Squid, clam, octopus, and cuttlefish among others belong to the phylum Mollusca.
Although slugs lack a protective shell, snails and slugs are closely related since they are both Gastropods.
The spiral shell loaded on their backs is the most recognisable snail feature.
The shell protects their soft body and internal organs with its calcium carbonate structure.
Land snails have lungs because they breathe air from the atmosphere.
Snails can be found everywhere around the world.
When it comes to the number of named species Gastropods range second, only behind insects.
Snails are found in many locations, living in lots of different types of habitats and even having specific feeding habits.
The Earth offers a great variety of snail habitats. You can find tiny snails under a stone, but also on a leaf of a plant.
Snails can even survive in places frequented by humans, such as public parks and gardens.
There are between 85,000 and 150,000 molluscs of which 80-85% are gastropods.

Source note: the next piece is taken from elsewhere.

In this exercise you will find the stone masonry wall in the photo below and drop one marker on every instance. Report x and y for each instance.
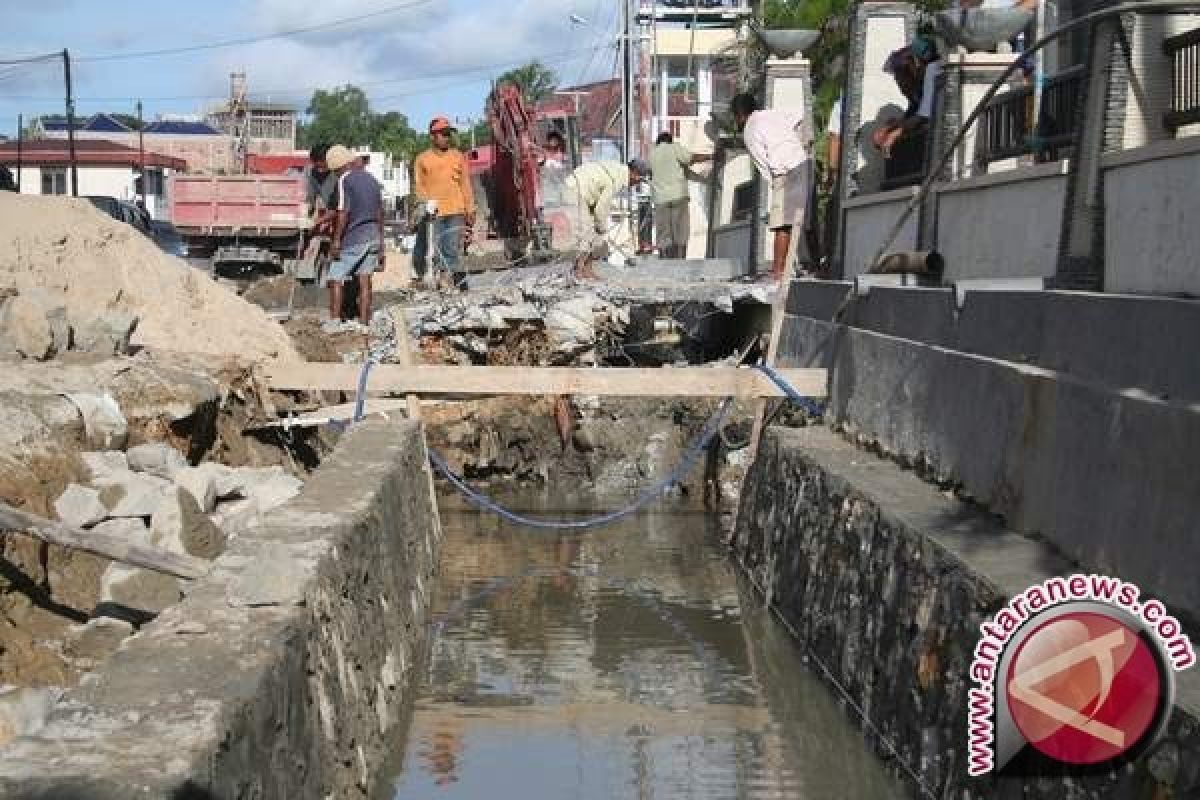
(886, 579)
(286, 673)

The world is home to more than 60,000 species of snail.
Some of the land snails are only a few inches long and often weigh only a few ounces.
The Giant African land snail, a species endemic to Africa reaches almost 12 inches!

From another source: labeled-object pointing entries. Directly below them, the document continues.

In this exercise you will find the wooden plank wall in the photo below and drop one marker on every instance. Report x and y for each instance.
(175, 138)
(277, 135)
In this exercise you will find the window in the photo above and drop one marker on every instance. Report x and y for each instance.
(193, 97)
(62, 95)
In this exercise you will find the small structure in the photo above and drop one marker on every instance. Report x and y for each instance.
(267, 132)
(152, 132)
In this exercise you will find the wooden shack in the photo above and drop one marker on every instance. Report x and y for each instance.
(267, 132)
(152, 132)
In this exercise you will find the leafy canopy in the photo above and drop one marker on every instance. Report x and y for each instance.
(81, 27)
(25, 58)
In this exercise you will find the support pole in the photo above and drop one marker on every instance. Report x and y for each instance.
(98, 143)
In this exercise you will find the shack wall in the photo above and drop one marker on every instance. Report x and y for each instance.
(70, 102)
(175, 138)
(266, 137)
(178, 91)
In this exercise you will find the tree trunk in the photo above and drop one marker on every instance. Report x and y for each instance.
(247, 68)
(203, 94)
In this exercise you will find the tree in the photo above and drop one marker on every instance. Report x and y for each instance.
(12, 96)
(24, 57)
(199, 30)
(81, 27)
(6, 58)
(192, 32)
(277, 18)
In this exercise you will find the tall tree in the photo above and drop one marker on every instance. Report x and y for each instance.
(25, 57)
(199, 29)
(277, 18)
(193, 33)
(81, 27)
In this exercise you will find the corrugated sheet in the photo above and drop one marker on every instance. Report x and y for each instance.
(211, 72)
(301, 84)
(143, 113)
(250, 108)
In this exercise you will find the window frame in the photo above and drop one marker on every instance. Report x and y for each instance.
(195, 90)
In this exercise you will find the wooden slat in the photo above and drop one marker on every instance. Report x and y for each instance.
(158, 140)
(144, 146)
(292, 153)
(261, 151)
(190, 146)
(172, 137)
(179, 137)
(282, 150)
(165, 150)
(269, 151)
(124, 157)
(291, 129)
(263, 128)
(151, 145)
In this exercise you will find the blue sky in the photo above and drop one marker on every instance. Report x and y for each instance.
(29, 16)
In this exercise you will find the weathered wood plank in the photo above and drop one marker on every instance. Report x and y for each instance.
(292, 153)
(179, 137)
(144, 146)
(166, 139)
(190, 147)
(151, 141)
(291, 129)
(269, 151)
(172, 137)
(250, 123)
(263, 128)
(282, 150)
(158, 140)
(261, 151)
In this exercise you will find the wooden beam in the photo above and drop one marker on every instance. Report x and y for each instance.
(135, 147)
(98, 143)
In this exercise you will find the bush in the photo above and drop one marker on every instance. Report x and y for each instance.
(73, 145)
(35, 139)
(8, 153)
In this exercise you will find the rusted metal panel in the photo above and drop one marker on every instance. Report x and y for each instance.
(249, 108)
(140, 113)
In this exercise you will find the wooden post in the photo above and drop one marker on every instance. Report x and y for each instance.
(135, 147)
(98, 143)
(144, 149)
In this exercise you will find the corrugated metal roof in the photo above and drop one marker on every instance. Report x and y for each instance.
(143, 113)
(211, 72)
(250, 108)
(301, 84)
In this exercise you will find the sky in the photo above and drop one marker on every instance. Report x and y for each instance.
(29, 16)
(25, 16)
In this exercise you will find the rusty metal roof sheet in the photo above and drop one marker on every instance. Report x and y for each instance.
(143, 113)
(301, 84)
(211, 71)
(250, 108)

Snails move thanks to a “muscular foot” that, based on wave movements, allows the snail to go from one place to another.
Snails move safely and smoothly with the help of the “mucus” that the snail secretes to slide on all types of surfaces reducing friction and avoiding harm to their body.
Land snails are known to be incredibly slow. It’s usually, between 0.5 and 0.7 inches per second.

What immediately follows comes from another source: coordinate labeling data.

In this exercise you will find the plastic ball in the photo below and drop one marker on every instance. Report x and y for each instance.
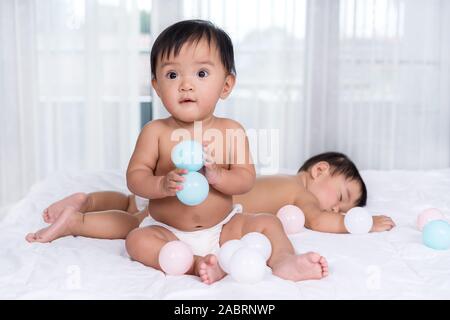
(428, 215)
(436, 235)
(226, 252)
(259, 242)
(358, 221)
(195, 189)
(247, 266)
(188, 155)
(292, 218)
(175, 258)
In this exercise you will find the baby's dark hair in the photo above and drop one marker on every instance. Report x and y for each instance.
(172, 39)
(340, 164)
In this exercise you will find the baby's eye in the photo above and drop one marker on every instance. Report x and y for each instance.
(171, 75)
(202, 74)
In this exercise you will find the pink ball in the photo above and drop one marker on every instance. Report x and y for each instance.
(175, 258)
(292, 218)
(428, 215)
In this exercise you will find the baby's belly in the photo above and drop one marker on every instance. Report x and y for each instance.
(171, 211)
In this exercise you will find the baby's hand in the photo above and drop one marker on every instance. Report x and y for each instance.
(169, 185)
(382, 223)
(213, 172)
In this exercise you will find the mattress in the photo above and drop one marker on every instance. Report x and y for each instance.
(387, 265)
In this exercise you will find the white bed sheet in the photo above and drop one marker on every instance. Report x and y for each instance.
(388, 265)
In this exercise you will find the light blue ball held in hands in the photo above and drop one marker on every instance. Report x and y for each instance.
(188, 155)
(195, 189)
(436, 235)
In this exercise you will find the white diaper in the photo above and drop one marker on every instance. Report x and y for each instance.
(202, 242)
(141, 203)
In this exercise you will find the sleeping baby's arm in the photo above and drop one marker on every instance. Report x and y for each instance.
(140, 173)
(240, 177)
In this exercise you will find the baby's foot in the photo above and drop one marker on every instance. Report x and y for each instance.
(306, 266)
(60, 228)
(75, 200)
(209, 269)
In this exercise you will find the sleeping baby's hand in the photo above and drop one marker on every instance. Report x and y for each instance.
(382, 223)
(213, 172)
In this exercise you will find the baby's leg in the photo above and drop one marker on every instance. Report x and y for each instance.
(111, 224)
(144, 244)
(90, 202)
(284, 262)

Snail’s slowness is another feature that has made them famous.
In many places in the UK, snail racing is organized. Don’t worry the race doesn’t last as long as you may think.
Land snails have eyes and olfactory organs but are not able to hear.
Their most important sensory organ is their sense of smell which helps them find food.
Snails are most energetic at night, but they sometimes come out during the early morning hours as well.
Most snails are hermaphrodites which means that a single snail has male and female reproductive organs at the same time.
Nonetheless, snails usually mate in an old-fashioned way, with a partner.
Snail’s courtship process lasts between 2 and 12 hours.
A few weeks after mating and laying eggs, the hatchlings emerge from their egg.
The hatchlings are small and defenceless against predators.
A snail’s life span is about 3 to 7 years in the wild, but in captivity, they can live up to 10-15 years.
As long as the snail grows the shell made of calcium carbonate keeps growing too.
For centuries people have eaten land snails in many parts of the world.
Snails are considered a delicacy in some parts of Europe like France and Spain.
Some snails harbour parasites that, once in the human body or that of other animals, can cause severe diseases, so you should be careful with their consumption.
To avoid dangerous diseases like meningitis among others, when handling land snails, especially those found in the wild, you should observe the proper hygiene precautions.
Snails are considered pests when they damage crops or in some way affect the species of a region or the human being.
Snails can also damage leaves and fruit.
Certain snails grow up to the size of an adult hand.
Snails are vigorous during the wet season or after hefty irrigation of the citrus groves.
In winter snails are inactive and hide in the soil.
To decrease their negative impact on fruit and harvest quality, good observation of snail’s presence and activity is of great importance.
Snail’s enemies include rats, snakes, lizards, and birds. When snails feel endangered, they usually withdraw into their shell to protect themselves.